At a May 14 hearing held by the Congressional-Executive Commission on China, Smith and co-chair of the commission, described forced organ harvesting as “one of the most barbaric human rights atrocities of our time.”
Witnesses at the hearing alleged that members of persecuted groups in China — including Uyghurs, Falun Gong practitioners, Christians, Tibetans, and other detainees — have been subjected to medical testing and organ procurement without consent.
Smith used the hearing to renew calls for Senate passage of the Stop Forced Organ Harvesting Act, a bill approved overwhelmingly by the House earlier this year that would impose sanctions on individuals involved in the practice.
“Delay is denial,” Smith said. “Every day without consequences is another day perpetrators operate in the shadows.”
Among those testifying was Ethan Gutmann, a senior research fellow at the Victims of Communism Memorial Foundation, who cited research estimating that tens of thousands of organ transplants could be linked annually to detainees held in China’s prison and internment systems.
“If we use one million detainees as the baseline population across camps, prisons, forced-labor facilities, and other carceral environments, that means 25,000 to 50,000 Uyghurs, Kazakhs, and other Turkic detainees harvested per year,” Gutmann told lawmakers.
Former U.S. Ambassador-at-Large for International Religious Freedom Sam Brownback told lawmakers that “disfavored religious communities are particularly targeted by the perpetrators of the forced organ harvesting scheme.”
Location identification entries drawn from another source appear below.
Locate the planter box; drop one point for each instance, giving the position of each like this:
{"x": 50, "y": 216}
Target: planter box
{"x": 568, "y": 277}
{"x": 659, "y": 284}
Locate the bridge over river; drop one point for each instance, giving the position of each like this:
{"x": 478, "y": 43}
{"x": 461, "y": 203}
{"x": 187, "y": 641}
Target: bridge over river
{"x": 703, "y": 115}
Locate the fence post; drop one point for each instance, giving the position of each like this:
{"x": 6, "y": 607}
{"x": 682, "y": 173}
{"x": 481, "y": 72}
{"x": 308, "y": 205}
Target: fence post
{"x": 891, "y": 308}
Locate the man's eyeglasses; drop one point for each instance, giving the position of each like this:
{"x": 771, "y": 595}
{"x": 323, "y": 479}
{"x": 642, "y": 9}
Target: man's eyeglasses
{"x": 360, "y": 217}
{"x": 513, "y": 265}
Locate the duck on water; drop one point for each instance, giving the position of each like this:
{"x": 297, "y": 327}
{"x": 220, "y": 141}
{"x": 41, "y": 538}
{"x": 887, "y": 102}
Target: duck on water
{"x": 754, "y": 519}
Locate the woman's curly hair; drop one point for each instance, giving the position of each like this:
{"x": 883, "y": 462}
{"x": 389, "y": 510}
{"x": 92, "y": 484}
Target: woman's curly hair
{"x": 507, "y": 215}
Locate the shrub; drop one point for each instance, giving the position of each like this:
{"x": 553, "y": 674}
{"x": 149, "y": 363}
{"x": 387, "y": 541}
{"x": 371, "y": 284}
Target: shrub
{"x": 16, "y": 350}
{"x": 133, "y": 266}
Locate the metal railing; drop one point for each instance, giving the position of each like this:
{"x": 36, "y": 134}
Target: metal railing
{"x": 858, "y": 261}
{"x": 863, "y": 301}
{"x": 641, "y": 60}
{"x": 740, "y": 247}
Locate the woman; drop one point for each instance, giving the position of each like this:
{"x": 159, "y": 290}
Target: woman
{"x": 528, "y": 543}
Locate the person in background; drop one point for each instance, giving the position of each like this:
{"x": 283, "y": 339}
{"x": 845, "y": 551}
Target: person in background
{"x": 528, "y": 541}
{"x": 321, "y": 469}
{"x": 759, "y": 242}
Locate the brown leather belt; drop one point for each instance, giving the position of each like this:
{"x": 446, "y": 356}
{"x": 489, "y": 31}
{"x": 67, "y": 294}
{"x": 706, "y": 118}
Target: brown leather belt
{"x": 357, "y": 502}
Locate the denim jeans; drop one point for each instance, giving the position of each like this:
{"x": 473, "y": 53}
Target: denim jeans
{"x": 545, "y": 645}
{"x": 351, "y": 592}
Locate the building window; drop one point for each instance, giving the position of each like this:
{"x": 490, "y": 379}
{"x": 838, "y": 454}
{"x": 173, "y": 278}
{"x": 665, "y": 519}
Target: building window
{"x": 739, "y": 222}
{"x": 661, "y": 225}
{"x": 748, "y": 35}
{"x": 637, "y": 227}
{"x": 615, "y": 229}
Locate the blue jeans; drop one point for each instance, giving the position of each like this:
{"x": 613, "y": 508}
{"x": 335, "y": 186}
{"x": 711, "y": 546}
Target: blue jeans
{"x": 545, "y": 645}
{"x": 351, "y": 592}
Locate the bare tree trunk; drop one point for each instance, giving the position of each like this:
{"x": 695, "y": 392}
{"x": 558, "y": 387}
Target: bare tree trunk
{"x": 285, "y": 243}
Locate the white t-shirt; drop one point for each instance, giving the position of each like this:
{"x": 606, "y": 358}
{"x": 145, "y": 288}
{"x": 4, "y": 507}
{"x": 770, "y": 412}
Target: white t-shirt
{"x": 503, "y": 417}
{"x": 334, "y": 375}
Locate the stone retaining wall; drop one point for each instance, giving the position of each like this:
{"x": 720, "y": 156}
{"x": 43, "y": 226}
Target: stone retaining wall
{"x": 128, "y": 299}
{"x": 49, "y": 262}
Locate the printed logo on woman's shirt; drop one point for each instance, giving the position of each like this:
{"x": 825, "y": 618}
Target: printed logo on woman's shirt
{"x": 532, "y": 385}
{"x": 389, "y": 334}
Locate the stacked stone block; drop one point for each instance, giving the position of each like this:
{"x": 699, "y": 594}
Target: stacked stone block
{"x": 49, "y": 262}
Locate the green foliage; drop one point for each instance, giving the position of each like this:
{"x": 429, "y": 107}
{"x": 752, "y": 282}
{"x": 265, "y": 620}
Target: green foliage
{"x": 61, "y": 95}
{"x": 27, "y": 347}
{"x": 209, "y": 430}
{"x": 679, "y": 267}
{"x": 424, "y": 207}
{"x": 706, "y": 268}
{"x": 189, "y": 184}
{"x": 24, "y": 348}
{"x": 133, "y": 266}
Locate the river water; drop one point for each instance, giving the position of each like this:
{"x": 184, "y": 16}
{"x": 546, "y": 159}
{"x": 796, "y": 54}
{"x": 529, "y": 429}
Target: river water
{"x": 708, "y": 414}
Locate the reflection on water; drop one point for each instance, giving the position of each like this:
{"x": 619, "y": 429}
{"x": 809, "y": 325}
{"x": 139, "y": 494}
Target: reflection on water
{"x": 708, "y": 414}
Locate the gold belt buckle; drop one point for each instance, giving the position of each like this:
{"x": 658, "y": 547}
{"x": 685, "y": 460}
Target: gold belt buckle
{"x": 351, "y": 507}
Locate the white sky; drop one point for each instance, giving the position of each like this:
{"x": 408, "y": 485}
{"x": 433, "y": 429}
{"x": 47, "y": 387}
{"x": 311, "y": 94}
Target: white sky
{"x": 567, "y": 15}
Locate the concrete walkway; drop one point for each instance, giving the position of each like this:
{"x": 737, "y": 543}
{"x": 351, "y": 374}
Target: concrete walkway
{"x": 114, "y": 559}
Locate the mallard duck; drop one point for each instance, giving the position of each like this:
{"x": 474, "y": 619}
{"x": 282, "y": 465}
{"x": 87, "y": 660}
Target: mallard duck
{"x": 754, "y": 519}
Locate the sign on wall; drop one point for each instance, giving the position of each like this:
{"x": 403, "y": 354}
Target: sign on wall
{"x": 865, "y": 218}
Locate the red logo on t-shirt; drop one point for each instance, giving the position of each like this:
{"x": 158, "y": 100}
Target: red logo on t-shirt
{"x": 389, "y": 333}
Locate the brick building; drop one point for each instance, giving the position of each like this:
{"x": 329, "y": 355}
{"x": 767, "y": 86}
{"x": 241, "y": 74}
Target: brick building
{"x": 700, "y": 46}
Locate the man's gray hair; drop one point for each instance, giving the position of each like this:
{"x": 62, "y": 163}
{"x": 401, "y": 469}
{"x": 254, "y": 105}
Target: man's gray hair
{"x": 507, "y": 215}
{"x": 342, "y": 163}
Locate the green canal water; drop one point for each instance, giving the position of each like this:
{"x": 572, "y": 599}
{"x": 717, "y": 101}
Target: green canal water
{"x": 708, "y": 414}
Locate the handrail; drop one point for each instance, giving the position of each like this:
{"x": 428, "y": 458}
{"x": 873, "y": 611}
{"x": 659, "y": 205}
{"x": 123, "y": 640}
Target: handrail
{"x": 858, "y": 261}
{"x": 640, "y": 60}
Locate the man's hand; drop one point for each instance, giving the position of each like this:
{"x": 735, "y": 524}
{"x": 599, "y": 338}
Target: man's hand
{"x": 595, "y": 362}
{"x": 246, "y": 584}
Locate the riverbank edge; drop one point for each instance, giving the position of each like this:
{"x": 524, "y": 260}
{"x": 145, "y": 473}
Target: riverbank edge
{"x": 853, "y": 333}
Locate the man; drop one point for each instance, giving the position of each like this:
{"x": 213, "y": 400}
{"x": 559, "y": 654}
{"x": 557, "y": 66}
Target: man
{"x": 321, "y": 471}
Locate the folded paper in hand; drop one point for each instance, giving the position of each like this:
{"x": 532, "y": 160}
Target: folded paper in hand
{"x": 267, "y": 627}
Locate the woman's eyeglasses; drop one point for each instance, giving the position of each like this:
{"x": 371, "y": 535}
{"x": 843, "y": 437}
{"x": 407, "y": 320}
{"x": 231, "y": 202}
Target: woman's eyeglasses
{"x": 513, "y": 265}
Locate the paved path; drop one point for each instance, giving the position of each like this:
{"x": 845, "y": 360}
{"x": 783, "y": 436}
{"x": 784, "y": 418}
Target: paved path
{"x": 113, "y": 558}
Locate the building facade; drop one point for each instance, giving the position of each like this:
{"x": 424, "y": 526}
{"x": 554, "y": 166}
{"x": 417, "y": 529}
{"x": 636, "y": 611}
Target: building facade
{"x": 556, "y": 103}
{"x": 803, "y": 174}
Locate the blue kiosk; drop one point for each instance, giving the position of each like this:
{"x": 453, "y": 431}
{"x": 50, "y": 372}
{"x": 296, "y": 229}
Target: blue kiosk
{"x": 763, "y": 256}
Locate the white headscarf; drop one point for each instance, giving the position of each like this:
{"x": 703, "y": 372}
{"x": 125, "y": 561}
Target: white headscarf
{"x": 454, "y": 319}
Jan Jekielek, senior editor of The Epoch Times, described what he called an “industrialized forced organ harvesting” system enabled by “totalitarian control, mass dehumanization, and the willingness to turn human beings into spare parts for profit, power and elite longevity.”
The hearing also included testimony from former detainees and camp workers who described blood testing, medical procedures, and prisoners disappearing after being taken for surgery inside detention facilities.
“Every Monday, no classes were held for the detainees. Instead, blood was drawn from them,” testified Kalbinur Sidik, who said she worked inside a detention camp in Xinjiang. “Older and stronger prisoners were taken away, while new ones arrived.”
Another witness, Seyed Alireza “Ali” Motevalian, described what he said he observed inside Shanghai Prisons General Hospital, where “prisoners were restrained or incapacitated, thumb-printed, taken to surgery, and did not return.”